Crafting Community Creativity - 405 Magazine

Crafting Community Creativity

  For Sara Cowan, art and the creative process are about more than just creating something beautiful.

405cowan Mvco 9

 

For Sara Cowan, art and the creative process are about more than just creating something beautiful. While that is true of the result, her passion for creating art and helping others experience it makes the material all the more meaningful.  

 

What is your background? 

Norman is my hometown, and I’m lucky to live close enough to my parents to see them regularly. As a young child, I spent a lot of time with my grandmother, who was a teacher and an artist, and she taught me how to sew and create. I find myself doing a lot of things I know she’d enjoy.

405cowan Mvco 8

I earned a degree in journalism from UCO, which led me to work at the Tulsa World for a few years before I moved to Oxford, England.

 

Living abroad made me miss certain parts of Oklahoma, specifically the friendliness of Okies. When I returned to Oklahoma, I taught high school journalism at Millwood, which I really enjoyed. But my teacher salary barely covered my son’s daycare expenses so I stayed home with him for a few years, using sewing and crafting as my creative outlet. 

 

How did you come to be at Factory Obscura?

I started painting as a meditative, calming practice, and after a couple of years I had developed a style I was proud of. Dusty Gilpin gave me my first solo show at Tree & Leaf. That was around the same time I created the OKC ART TEAM as a way to encourage creatives to call themselves artists no matter their experience level, especially kids. I still love to see the stickers on people’s cars.

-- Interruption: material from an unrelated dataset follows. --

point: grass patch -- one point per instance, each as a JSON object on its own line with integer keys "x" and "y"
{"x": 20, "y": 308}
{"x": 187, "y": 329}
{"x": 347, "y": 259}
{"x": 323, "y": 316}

I feel like those are my people.

405cowan Mvco 7

When the Factory Obscura collective was forming and starting to build the first immersive experience, SHIFT, at Current Studio, I was very interested in becoming involved and I expressed that. When it came time to plan the Midnight Dinner (fundraiser), I was invited to join that project because I had relevant skills, and have been part of Factory Obscura ever since. 

 

For the readers that don’t know about Factory Obscura and “MixTape,” could you give a little background?

Factory Obscura is a collective of about 30 Oklahoma City artists of many disciplines who work together to build immersive experiences. “MixTape” is our third project and our first permanent one. It’s a 6,000-square foot attraction, and people of all ages love it. It’s an artistic expression of six different emotions that you might express when you make someone a mixtape – there are rooms for joy, melancholy, love and more.

405cowan Mvco 12

What medium do you most like to create with? … Or pick a few!

Murals are always so much fun! I would love to paint murals every month. At home, acrylic paints are my preferred medium, and I use those on birch panels. I always use very colorful and sometimes chaotic color schemes. I’m also a “sewist” and quilter.

 

Do you have a favorite artist or someone you consider a mentor? 

It is impossible to pick just one! Some of my local favorites are Faye Miller, Ebony Iman Dallas, Virginia Sitzes, Jack Fowler and Skip Hill. My favorite journalism professor, Dr. Terry Clark, has focused on watercolor painting during his retirement and I keep buying his more whimsical pieces. I have been lucky to collaborate with a lot of local artists I admire.

Kris Kanaly has been really helpful to me as I get more mural experience. My students at OKC Girls Art School are all pretty awesome, too.